Contra Costa County stands to lose millions in tax revenue from refineries
By Lisa Vorderbrueggen
Contra Costa Times
Posted: 02/15/2012 05:44:55 PM PST
Updated: 02/16/2012 06:35:19 AM PST
Click photo to enlarge
Interstate 580 snakes around the Richmond Chevron Refinery in this aerial view on Oct. 14, 2010,...
Contra Costa County, home to the highest concentration of oil refineries in the state, is sweating after a recent court ruling that could cost local agencies millions of dollars in property tax revenues from petroleum producers.
A Southern California appeals court in January tossed out a 5-year-old state regulation -- dubbed Rule 474 -- that determined how to set the taxable value of oil refineries. The rule limited the extent to which the declining value of aging equipment could reduce a refinery's overall tax bill.
Dumping the rule favors the state's 13 oil refineries and Chevron, the county's biggest taxpayer, most of all.
Contra Costa estimates the shift could retroactively drop the taxable value of the Richmond refinery by as much as $200 million a year for each of the past five years.
It could trigger a $13 million tax refund that would be borne by cities, fire, park and other districts. It also could lower by several million dollars Chevron's future tax payments.
The county's other three refineries have changed hands in recent years so there would not be a large retroactive drop in their taxes, but they could pay less in the future.
The crux of the issue is whether assessors can value a refinery's land, buildings and equipment as a single unit, rather than separately. A split assessment, which the court ruling mandates, favors oil refineries because the value of machinery and other equipment depreciates over time.
That, in turn, lowers a refinery's overall taxable value.
"Refineries are not sold separately as land and equipment. They are sold together," said Contra Costa Supervisor John Gioia of Richmond. "This loophole flies in the face of what happens in the real world."
Contra Costa's four refineries were worth a combined $6.3 billion last fiscal year and paid $77 million in property taxes. That represents about 4.5 percent of the county's $136 billion in total assessed value.
The biggest financial blow will land on Richmond, which receives the majority of Chevron's property tax dollars. This fiscal year, money from the oil giant made up about 13 percent of the city's $121 million budget.

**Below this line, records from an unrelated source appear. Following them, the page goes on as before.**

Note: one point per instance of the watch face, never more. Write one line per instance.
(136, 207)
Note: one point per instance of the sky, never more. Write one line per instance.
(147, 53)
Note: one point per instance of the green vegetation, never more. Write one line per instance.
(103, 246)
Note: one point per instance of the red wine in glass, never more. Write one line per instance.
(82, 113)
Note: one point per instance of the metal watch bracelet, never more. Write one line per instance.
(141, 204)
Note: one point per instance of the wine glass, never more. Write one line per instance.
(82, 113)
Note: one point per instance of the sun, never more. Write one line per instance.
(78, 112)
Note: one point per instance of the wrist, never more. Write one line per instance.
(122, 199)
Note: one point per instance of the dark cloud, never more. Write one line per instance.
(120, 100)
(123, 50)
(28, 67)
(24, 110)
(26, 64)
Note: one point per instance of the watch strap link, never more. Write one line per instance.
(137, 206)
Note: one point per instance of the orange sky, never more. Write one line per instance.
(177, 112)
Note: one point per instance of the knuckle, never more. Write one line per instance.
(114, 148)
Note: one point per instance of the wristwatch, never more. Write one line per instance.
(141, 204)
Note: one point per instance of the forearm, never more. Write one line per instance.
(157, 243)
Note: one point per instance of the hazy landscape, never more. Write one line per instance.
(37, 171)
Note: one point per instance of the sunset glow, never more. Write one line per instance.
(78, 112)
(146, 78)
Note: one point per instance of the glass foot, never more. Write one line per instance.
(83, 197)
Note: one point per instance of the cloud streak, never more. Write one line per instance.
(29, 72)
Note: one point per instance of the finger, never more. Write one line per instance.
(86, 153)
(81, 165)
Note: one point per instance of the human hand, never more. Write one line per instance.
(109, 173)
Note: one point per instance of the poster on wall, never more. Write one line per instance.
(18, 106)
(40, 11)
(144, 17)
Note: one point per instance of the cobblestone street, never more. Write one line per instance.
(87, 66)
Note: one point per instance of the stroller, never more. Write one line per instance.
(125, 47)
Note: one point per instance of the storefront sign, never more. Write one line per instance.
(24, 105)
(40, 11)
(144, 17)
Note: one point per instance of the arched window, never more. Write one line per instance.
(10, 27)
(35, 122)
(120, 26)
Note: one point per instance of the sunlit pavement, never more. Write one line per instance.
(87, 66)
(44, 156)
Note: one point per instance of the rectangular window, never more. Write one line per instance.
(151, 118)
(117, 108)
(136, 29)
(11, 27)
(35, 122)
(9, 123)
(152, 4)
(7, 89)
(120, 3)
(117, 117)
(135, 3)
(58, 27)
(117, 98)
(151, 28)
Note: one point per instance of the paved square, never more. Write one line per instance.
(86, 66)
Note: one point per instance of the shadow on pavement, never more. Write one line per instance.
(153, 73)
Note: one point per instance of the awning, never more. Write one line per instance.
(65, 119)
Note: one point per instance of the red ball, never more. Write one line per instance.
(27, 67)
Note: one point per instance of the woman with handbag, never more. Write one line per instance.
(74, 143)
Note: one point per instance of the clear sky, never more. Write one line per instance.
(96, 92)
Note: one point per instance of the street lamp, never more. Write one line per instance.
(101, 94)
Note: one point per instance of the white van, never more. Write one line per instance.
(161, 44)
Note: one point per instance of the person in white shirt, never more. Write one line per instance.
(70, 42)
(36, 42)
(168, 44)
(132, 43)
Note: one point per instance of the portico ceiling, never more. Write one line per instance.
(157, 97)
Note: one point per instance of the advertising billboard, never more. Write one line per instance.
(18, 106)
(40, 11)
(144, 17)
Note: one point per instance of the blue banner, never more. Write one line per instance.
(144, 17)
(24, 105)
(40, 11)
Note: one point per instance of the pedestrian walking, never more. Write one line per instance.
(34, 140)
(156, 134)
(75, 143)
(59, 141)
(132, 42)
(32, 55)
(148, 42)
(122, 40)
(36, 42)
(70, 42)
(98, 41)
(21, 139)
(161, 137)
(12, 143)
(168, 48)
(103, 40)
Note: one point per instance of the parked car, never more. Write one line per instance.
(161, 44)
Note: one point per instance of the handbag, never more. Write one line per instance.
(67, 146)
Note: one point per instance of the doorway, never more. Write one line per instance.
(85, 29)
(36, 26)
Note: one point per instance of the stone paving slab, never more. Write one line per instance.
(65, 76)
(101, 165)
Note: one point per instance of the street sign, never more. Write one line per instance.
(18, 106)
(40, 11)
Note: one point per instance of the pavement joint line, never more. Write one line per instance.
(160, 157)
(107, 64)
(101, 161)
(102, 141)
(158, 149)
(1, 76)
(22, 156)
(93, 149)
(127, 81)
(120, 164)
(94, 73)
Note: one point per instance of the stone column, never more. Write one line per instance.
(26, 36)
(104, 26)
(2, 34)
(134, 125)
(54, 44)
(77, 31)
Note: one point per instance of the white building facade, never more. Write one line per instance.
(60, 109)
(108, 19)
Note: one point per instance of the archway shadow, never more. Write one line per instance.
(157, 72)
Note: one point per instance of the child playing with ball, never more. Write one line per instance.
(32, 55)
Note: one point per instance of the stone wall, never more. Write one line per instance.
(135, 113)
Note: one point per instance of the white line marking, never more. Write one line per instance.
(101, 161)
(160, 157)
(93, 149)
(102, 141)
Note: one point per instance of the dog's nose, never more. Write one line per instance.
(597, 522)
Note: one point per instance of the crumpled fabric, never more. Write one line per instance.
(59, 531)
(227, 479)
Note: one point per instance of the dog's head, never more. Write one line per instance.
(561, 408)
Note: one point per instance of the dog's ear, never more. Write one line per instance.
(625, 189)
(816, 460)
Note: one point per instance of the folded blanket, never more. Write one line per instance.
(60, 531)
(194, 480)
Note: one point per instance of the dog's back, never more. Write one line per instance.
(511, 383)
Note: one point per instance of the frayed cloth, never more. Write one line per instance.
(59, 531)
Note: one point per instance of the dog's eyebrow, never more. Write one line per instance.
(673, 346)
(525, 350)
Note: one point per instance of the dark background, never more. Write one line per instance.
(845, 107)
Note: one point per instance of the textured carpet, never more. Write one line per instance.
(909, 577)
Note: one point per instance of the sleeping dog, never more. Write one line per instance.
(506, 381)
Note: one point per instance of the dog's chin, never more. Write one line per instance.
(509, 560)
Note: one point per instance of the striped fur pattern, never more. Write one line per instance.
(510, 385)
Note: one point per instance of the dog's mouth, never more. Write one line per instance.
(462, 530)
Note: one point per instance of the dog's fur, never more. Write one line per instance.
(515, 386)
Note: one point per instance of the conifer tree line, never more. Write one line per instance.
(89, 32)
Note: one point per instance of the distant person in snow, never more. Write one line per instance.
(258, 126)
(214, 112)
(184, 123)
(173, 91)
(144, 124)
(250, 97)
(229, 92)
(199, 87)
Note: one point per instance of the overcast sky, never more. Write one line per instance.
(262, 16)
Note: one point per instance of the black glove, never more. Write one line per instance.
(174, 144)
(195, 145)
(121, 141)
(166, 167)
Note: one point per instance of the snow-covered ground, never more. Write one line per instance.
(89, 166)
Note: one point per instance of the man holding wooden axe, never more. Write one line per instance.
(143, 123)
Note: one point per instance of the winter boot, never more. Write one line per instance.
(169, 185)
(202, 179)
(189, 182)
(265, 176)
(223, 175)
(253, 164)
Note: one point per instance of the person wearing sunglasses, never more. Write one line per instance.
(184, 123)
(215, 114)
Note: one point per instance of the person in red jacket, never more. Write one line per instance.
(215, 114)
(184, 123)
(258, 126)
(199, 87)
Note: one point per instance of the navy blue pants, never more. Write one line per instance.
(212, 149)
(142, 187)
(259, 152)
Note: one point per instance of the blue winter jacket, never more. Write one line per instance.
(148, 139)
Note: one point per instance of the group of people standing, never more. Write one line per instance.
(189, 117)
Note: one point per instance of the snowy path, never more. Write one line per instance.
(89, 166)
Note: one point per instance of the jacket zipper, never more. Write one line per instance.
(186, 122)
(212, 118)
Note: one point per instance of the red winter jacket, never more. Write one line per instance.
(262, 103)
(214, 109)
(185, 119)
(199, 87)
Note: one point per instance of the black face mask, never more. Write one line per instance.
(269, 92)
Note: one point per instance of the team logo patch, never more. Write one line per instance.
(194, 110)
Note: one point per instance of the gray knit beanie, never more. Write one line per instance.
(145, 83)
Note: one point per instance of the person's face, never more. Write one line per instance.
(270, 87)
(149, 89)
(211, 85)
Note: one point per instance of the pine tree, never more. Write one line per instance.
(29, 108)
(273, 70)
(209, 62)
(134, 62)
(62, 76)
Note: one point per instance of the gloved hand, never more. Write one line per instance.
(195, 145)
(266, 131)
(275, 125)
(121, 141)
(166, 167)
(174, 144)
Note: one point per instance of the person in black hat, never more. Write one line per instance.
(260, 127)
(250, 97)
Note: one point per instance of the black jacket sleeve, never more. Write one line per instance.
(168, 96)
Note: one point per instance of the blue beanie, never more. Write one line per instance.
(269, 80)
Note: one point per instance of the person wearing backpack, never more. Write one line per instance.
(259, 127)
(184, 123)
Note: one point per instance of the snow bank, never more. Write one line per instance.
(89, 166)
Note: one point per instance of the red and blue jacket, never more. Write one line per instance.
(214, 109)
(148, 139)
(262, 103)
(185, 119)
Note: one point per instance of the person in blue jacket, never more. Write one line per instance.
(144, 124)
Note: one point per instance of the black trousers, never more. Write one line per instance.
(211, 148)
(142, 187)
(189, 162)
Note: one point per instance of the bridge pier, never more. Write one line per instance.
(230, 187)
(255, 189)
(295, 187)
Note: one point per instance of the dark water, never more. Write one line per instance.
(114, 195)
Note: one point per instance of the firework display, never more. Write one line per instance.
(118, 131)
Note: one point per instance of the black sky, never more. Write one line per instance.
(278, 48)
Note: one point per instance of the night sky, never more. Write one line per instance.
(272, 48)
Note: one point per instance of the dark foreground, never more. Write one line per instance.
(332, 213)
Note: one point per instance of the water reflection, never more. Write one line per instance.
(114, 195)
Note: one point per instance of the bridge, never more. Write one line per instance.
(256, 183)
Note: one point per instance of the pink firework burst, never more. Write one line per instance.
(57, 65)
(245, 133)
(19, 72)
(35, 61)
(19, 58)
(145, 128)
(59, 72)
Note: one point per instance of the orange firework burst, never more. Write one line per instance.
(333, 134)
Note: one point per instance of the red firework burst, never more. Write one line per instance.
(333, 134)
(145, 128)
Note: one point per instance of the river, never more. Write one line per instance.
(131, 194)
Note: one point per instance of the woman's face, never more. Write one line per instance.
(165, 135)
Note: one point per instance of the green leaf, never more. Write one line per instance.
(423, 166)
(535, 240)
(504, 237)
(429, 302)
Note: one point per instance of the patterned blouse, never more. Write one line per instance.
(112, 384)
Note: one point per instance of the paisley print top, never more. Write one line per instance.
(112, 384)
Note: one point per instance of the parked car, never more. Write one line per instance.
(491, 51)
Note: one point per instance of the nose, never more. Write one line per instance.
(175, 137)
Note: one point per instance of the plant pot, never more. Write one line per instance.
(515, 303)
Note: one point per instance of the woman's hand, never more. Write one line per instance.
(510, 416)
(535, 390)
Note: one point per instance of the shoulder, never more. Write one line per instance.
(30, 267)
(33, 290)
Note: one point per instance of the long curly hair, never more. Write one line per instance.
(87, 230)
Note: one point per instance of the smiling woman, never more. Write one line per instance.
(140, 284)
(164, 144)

The county Board of Supervisors voted last week to join the state Board of Equalization if it takes to the state Supreme Court an appeal of the court ruling that upheld a 2007 lawsuit brought by the Western States Petroleum Association. The state board has until Feb. 28 to make a decision.
The industry filed the lawsuit after the state changed the appraisal formula.
Counties want to retain the assessment method, saying that refineries were unfairly manipulating the rules in order to drive down their assessed values.
"Machinery and equipment cannot contribute income without the land and conversely, land cannot produce income without the attached machinery and equipment," wrote Contra Costa County Counsel Sharon Anderson in a memo to county supervisors about the case.
The industry disagrees. Its lawyers said the formula illegally singled out refineries for disparate treatment under the tax law.
"It's a question of fairness," said Nicholas Ortiz, the association's manager of property tax issues. "We have opposed this rule since its inception."
According to county Assessor Gus Kramer, the court's decision will have no retroactive impact on the values of Shell in Martinez, Tesoro in Avon and ConocoPhillips in Rodeo.
The reasons are complex but put simply, all property owners pay taxes based on the lower of two numbers: Fair market value or the "Proposition 13" value.
Fair market value is an estimate of what a business or residence would sell for on the open market.
The value under Prop. 13, the landmark 1978 statewide initiative that capped growth in property taxes, is the most recent sale price plus improvements plus annual increases of up to 2 percent.
Chevron has owned the Richmond refinery since 1902 and has made hundreds of millions of dollars of improvements that add to its value. But its fair market value, which factors depreciation, is lower than its Prop. 13 calculation. The other three refineries have recently changed hands, and their Prop. 13 values remain below their fair market values. For that reason, the depreciation issue will not immediately affect their assessed values.
Chevron is already appealing its taxable value for years 2007 through 2011 and is suing the county in Superior Court for years 2004-2006.
If the oil company were to win every dollar it seeks in the appeals and lawsuit, the county and its cities and special districts that shared in the proceeds of property tax revenues would owe Chevron a tax refund of more than $104 million.
Contact Lisa Vorderbrueggen at 925-945-4773, www.ibabuzz.com/politics or Twitter.com/lvorderbrueggen.
What's at stake
$2.7 billion
2011 taxable value of Chevron's Richmond
refinery; decision could reduce that amount by
$200 million for each of the last 5 fiscal years
$194.7 million
Total property taxes paid by Chevron, from
fiscal year 2007 through fiscal 2011
$13.3 million
Possible refund owed to Chevron after an appeals court ruling to dismiss Rule 474.